In 1830 he seems to have given public concerts under the patronage of Augustus FitzGerald, 3rd Duke of Leinster. During his journeys to the continent he made the acquaintance of musical celebrities, among which the French composer Hector Berlioz. The set of chamber concerts which he inaugurated in 1845, under the name of the "Musical Union", and which originated in a weekly meeting at his own house, had an effect on public taste, particularly through its successor, the Popular Concerts. By the formation of an aristocratic committee, and by making the concerts in some measure social gatherings, for which membership could only be obtained by personal introduction, he secured for his scheme a high prestige. The programme always contained at least two concerted instrumental works and the executants were generally artists of established position, many of whom had not appeared before in England. The annual series consisted of eight afternoon concerts given during the season, at first in Willis's Rooms, and a benefit concert when vocal music was allowed to form part of the programme. The artists played in the middle of the room, with the audience surrounding them, and programmes were printed and sent out to the subscribers a few days before the concert. The undertaking met with such support that a series of evening concerts, at somewhat lower prices, was started in the early part of 1852, under the title of "Musical Winter Evenings".
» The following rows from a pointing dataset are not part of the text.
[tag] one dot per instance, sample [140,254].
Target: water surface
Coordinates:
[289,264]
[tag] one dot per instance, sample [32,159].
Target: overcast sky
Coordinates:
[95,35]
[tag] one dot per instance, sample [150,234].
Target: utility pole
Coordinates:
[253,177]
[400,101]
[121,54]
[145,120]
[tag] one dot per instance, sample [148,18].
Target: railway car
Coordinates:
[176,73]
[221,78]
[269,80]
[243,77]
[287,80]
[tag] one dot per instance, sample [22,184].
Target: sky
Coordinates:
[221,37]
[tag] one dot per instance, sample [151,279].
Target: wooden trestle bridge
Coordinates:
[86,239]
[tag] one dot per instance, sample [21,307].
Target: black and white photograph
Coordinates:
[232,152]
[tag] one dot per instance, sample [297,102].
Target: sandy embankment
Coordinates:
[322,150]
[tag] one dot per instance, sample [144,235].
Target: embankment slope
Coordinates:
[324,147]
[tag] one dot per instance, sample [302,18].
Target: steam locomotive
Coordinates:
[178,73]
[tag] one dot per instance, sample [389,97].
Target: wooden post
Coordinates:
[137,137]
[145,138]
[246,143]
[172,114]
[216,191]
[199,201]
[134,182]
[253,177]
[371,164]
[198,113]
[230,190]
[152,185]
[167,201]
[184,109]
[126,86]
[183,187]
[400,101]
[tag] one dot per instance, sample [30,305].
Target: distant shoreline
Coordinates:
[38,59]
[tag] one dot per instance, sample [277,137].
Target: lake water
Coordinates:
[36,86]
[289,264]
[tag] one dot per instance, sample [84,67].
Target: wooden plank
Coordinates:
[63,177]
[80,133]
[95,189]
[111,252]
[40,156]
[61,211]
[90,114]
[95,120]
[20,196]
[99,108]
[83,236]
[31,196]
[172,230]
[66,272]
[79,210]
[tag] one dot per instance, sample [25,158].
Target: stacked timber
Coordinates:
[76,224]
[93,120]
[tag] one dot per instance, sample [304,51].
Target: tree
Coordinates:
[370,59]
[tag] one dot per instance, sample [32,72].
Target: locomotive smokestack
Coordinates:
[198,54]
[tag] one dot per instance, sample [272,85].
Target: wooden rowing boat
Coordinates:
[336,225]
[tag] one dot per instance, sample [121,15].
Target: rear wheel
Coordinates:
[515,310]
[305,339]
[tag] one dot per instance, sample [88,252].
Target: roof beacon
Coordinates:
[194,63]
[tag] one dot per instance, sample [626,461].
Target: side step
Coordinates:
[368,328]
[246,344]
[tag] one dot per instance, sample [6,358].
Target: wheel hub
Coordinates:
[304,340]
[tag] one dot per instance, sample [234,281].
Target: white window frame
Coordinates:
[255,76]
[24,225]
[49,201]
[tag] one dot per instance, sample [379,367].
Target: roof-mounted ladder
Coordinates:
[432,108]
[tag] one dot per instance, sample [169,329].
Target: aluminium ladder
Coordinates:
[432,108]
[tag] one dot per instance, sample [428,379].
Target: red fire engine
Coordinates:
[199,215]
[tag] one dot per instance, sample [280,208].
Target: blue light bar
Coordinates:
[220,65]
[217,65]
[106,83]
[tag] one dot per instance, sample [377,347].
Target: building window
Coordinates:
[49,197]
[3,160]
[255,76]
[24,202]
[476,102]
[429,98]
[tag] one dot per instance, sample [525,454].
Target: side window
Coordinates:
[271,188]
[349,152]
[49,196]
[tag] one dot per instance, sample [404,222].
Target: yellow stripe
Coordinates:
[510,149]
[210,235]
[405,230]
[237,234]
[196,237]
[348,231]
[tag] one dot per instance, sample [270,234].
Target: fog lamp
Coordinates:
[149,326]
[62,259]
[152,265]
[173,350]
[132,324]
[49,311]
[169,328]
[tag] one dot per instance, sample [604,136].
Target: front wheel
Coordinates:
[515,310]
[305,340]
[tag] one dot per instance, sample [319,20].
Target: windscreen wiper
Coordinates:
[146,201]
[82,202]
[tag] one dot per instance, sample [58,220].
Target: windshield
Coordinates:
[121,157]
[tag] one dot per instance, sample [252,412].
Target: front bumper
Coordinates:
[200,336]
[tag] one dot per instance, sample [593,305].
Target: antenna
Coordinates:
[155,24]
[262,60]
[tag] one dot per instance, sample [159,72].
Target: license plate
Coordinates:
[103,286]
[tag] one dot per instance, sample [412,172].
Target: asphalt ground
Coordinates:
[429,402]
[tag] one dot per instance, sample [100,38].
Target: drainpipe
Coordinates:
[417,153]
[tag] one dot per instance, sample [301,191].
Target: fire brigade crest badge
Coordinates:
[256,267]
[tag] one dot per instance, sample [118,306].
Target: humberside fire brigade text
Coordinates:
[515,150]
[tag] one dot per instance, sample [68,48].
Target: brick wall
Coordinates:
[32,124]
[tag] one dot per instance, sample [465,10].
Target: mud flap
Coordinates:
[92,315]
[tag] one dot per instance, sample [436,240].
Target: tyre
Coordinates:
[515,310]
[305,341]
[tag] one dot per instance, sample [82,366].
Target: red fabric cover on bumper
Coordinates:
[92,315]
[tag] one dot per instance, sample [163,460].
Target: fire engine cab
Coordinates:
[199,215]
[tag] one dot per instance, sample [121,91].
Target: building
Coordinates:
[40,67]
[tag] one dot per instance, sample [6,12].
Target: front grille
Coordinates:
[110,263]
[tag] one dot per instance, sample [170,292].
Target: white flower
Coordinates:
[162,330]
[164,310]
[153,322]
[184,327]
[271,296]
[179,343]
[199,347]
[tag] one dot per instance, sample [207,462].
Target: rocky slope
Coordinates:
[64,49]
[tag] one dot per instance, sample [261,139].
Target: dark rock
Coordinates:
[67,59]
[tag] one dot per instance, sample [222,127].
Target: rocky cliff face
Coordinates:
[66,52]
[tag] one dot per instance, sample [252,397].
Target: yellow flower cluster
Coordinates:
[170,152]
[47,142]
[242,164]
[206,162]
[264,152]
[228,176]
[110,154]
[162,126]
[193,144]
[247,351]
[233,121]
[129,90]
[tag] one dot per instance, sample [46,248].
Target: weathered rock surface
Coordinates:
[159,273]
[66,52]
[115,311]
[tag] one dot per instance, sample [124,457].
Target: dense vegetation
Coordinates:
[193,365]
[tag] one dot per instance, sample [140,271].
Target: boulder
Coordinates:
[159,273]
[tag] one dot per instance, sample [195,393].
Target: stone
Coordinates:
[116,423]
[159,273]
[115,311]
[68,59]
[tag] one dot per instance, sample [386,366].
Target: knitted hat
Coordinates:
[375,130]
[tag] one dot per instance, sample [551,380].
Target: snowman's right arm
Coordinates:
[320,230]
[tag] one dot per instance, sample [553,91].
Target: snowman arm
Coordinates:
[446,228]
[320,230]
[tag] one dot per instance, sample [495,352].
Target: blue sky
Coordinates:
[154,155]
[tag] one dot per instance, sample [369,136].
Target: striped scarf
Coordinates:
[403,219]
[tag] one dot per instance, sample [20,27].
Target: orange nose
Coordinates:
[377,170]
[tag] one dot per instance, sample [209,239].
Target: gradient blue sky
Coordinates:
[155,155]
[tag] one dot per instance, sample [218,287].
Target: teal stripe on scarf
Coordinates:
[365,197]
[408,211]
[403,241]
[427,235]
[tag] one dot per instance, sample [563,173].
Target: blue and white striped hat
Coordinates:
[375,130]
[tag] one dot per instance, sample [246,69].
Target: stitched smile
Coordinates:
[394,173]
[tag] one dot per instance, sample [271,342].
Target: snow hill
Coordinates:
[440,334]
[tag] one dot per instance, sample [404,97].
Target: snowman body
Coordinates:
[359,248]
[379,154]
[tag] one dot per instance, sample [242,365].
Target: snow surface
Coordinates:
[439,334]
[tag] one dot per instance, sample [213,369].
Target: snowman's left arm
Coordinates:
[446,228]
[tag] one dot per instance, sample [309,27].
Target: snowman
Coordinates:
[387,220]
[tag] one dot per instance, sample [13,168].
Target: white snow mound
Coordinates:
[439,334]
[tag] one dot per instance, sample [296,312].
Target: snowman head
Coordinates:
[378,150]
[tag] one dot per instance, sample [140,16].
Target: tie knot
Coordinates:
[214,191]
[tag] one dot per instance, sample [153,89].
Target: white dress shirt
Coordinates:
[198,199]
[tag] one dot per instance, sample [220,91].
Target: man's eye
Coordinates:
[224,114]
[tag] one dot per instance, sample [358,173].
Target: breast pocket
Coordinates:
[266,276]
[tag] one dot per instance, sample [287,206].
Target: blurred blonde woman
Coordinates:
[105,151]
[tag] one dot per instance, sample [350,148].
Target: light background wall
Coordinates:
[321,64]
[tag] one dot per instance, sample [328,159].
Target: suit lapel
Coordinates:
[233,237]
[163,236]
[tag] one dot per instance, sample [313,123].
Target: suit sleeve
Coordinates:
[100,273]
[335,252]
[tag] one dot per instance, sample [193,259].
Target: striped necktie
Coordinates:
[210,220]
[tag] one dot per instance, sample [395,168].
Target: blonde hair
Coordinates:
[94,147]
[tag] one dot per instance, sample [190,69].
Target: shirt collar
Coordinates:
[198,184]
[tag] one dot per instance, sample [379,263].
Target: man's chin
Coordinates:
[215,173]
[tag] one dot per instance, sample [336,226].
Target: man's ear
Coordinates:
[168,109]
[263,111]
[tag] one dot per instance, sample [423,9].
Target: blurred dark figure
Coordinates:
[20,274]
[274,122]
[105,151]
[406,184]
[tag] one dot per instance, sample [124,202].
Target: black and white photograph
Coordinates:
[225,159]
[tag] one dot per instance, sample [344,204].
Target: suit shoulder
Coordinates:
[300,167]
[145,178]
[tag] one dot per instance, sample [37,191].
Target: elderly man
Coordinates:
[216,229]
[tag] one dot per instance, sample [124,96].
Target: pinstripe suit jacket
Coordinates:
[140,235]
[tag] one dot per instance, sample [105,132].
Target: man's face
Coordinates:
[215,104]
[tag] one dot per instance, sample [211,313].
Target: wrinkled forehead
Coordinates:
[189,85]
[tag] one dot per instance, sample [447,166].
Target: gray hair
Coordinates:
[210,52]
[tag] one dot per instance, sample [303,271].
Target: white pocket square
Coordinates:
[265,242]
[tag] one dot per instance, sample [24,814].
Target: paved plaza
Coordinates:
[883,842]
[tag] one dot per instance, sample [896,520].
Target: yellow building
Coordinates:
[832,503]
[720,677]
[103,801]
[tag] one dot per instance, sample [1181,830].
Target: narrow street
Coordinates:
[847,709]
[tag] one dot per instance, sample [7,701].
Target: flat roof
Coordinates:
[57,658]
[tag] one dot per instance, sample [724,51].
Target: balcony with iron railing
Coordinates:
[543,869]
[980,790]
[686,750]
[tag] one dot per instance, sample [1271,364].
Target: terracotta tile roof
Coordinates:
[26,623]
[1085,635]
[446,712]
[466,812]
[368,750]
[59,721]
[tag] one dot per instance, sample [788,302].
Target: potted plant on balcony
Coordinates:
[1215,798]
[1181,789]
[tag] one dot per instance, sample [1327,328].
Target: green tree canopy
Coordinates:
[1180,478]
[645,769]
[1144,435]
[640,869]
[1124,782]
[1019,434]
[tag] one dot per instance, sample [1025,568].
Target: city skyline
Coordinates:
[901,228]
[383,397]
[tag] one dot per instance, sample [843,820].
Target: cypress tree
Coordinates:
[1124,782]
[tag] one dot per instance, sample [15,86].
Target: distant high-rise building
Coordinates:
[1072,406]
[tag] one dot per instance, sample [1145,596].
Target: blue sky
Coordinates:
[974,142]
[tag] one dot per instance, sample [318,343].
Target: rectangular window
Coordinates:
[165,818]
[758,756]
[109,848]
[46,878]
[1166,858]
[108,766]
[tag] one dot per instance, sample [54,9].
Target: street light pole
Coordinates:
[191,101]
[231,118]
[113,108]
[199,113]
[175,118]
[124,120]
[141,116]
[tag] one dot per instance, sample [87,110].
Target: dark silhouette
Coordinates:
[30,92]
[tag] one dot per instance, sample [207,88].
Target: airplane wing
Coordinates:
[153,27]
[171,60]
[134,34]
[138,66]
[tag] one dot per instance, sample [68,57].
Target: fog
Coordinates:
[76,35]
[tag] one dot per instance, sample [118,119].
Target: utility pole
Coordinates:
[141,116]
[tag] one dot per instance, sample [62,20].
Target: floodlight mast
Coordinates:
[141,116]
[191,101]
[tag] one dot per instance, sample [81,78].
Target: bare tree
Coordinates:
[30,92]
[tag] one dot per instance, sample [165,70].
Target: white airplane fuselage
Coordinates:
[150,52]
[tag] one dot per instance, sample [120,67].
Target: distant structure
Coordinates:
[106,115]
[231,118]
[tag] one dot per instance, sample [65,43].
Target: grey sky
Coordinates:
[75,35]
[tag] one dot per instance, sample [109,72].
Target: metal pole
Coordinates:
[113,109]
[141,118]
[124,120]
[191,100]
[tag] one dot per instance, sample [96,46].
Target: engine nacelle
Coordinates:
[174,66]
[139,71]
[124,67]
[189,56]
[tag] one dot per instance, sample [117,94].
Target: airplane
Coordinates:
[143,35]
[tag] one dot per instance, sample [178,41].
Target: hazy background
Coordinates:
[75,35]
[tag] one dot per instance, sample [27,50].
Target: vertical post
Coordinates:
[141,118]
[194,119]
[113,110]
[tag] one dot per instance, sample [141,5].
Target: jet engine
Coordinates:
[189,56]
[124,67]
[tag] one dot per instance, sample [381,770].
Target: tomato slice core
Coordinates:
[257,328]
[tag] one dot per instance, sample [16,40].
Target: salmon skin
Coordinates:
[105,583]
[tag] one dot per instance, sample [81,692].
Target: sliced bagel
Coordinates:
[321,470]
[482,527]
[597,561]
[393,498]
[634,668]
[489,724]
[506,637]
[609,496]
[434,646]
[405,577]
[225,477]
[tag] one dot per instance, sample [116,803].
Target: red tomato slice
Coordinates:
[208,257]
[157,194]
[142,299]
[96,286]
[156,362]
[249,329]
In 1858 both sets of concerts were transferred to Hanover Square Rooms, and in the following year to the newly opened St James's Hall. In the same year, the Monday Popular Concerts having been set on foot, Ella's evening series was given up. His title of professor was derived from a post at the London Institution. He was honorary member of the Philharmonic Academy of Rome, and of the Philharmonic Society of Paris.

==Later life==
The Musical Union ceased to exist in 1880, when Ella gave up active work. For the last twenty years of his life he lived at 9 Victoria Square, London, where he died on 2 October 1888, after repeated attacks of paralysis. For some years before his death he had been totally blind. He was buried in Brompton Cemetery on 5 October.

==Works==
He wrote a Victoria March in November 1837, almost his only experiment as a composer. In 1855 he was appointed musical lecturer to the London Institution, and the substance of three lectures on melody, harmony, and counterpoint was given in the Musical Union Record, i.e. the programmes. A set of four lectures on dramatic music was also published (1872). In 1869 he published Musical Sketches Abroad and at Home, a volume of anecdotes, autobiographical and otherwise, bearing on music. The book ran through two editions, and a third, edited by the author's friend John Belcher was published in 1878. A Personal Memoir of Meyerbeer, with Analysis of "Les Huguenots" is Ella's other important contribution to musical literature.